Foi o nono corte consecutivo na taxa Selic, que chega ao menor patamar desde 1999, quando entrou em vigor o regime de metas para a inflação.

Juros baixos tendem a afastar investidores que traziam dólares para ganhar com as altas taxas de juros brasileiras, numa operação chamada de ‘carry trade’. Mas, para Garcia, não haverá impacto maior sobre o dólar, que deve continuar oscilando no patamar entre R$ 5 e R$ 5,40.

Atenção para quadro fiscal 

— A taxa básica de juros já está em um patamar baixo, que não irá influenciar na entrada ou saída dos investidores estrangeiros. O que vai impactar esse movimento é a aprovação das reformas que estão no Congresso, como a Reforma Tributária, que pode trazer maior segurança jurídica para os investidores —diz.

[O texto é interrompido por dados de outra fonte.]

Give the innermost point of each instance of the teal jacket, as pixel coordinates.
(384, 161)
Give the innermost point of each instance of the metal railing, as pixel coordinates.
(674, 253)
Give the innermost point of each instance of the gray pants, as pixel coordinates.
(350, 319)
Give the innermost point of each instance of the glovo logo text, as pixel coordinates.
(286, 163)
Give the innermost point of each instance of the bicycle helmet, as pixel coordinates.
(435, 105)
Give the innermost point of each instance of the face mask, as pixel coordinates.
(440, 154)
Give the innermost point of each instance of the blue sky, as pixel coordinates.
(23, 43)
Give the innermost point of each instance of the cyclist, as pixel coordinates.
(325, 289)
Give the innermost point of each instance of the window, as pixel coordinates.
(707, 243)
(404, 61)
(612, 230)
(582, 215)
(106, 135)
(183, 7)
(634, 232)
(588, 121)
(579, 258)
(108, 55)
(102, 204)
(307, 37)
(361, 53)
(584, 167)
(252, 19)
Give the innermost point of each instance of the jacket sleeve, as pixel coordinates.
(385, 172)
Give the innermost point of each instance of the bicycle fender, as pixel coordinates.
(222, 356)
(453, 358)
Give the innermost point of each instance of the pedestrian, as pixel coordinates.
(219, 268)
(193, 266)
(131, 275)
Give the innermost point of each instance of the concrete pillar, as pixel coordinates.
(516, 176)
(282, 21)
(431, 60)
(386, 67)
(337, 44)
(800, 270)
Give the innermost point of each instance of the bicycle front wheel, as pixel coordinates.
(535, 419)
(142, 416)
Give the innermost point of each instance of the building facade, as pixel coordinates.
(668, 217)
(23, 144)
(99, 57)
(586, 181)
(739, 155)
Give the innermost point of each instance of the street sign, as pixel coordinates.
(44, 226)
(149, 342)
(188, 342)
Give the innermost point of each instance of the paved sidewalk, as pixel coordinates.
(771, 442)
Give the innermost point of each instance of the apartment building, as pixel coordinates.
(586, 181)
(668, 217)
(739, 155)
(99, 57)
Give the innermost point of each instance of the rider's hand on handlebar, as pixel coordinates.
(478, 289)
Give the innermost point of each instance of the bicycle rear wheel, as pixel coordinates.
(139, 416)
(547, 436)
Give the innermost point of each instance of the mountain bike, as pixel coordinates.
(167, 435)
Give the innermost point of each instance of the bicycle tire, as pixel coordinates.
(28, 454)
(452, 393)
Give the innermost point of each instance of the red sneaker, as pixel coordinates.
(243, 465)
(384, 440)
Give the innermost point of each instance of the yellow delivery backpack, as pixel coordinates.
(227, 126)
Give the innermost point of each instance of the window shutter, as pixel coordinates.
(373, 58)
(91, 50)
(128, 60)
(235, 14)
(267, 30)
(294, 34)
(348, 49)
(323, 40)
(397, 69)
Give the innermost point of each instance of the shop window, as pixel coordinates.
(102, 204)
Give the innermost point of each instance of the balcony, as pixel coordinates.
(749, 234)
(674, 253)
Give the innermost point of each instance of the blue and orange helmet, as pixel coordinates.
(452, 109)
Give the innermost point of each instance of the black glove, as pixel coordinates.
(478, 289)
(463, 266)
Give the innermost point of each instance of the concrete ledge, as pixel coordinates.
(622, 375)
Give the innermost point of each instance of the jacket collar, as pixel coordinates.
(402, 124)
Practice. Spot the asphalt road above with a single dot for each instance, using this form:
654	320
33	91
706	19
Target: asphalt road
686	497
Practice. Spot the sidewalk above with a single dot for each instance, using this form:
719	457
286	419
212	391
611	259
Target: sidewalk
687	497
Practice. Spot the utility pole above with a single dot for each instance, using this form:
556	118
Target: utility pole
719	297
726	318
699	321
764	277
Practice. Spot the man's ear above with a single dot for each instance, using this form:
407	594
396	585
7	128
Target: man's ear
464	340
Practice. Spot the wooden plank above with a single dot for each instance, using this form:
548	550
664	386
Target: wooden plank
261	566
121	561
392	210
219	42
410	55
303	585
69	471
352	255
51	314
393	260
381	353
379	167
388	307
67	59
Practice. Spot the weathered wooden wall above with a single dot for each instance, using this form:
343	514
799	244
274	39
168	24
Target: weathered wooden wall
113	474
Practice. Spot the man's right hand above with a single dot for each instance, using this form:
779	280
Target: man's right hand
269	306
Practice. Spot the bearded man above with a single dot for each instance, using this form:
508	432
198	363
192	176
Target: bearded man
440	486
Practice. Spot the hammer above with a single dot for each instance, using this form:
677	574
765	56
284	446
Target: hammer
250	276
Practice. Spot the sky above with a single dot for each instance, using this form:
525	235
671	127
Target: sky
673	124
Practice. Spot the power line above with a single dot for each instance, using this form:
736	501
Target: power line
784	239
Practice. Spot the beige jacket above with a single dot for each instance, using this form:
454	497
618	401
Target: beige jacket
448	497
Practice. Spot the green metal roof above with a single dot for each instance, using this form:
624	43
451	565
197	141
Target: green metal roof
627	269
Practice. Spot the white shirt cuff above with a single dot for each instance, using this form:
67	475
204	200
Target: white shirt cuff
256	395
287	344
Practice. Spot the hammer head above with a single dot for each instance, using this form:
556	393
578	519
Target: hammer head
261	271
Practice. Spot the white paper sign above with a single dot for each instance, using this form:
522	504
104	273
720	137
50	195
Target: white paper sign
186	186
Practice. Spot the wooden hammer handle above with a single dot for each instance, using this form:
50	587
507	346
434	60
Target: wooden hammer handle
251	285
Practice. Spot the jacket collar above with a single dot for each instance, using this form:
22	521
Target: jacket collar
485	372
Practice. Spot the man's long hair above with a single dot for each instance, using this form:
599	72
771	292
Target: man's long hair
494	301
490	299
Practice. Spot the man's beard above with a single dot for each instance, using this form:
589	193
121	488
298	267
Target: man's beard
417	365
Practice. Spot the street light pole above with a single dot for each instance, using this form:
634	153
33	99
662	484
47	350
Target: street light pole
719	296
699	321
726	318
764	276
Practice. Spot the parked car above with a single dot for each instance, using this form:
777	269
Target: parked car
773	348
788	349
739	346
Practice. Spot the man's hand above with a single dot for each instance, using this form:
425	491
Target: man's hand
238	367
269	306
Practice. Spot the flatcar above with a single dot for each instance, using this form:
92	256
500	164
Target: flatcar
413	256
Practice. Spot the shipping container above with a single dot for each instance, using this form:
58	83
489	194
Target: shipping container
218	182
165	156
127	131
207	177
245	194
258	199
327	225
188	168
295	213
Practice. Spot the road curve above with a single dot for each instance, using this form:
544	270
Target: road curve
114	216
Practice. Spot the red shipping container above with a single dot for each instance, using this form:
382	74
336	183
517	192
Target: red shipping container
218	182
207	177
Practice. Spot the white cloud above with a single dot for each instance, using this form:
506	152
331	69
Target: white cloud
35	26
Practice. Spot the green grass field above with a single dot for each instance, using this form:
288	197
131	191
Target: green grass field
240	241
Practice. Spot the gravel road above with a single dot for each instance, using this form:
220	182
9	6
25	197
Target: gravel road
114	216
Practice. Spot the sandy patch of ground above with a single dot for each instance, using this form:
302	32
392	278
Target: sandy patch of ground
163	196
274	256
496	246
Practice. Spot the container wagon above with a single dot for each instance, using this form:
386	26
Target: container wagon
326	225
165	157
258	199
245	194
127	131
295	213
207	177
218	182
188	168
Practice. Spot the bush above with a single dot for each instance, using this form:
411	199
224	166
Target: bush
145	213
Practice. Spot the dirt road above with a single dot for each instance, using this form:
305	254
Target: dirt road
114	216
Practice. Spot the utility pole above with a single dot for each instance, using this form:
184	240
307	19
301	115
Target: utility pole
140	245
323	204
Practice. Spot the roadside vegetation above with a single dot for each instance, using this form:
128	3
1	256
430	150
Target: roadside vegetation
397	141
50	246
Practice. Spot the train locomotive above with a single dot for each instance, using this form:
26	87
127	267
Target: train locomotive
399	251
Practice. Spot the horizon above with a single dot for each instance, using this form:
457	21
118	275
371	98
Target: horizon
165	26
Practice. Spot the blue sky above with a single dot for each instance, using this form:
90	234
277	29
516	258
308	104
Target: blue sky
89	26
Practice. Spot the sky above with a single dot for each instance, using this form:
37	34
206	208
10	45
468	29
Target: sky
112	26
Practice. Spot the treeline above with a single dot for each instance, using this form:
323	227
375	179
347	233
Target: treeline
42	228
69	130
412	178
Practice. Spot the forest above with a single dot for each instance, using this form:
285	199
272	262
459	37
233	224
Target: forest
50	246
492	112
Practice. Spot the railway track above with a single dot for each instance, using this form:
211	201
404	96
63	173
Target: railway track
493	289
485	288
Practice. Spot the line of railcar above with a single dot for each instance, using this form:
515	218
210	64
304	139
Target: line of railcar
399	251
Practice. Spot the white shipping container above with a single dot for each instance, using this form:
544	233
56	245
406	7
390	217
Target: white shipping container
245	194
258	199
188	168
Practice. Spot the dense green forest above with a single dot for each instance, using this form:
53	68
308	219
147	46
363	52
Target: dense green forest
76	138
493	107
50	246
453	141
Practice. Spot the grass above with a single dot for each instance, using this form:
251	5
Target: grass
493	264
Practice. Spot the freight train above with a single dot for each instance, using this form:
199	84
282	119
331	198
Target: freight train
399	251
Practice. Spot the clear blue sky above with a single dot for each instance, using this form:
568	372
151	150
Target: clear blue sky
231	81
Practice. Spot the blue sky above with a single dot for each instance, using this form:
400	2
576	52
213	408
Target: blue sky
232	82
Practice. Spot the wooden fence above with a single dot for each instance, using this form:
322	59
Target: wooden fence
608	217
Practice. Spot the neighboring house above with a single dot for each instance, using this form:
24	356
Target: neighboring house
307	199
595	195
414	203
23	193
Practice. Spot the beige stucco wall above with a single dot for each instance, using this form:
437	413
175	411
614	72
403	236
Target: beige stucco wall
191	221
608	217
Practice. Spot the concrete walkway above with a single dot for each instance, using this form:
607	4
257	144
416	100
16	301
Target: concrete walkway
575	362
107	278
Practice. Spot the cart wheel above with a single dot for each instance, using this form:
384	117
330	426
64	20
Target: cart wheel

Para Silvio Campos Neto, da consultoria Tendências, a queda da Selic para 2% ajuda a recuperar a economia, mas é menos eficaz neste momento. Para ele, há outros fatores importante que ajudam na retomada do crescimento. Entre eles a continuidade da agenda de reformas, a melhora da situação fiscal e a recuperação da economia mundial.

—No nosso entendimento, o BC já poderia ter encerrado o ciclo de queda de juros em 2,25% ao ano. Mas a autoridade monetária sinalizou que haveria ainda um ajuste residual na reunião passada. Não é esse ajuste que vai sozinho trazer a retomada da economia. É preciso resolver a questão fiscal, caminhar com a agenda de reformas e esperar a recuperação da economia mundial — diz Campos Neto.

Para a corretora BGC Liquidez, ainda existe um cenário de incerteza acima do usual, muito por conta da pandemia do novo coronavírus também por possíveis flexibilizações do teto de gastos do governo.

— Para o investidor, o corte na Selic aponta uma continuação no fluxo de transição da renda fixa para a variável, com um alto apetite de risco. Porém, ações que afetem o fiscal para pior poderiam influenciar os preços dos ativos e o mercado — avalia Erminio Lucci, presidente da BGC Liquidez.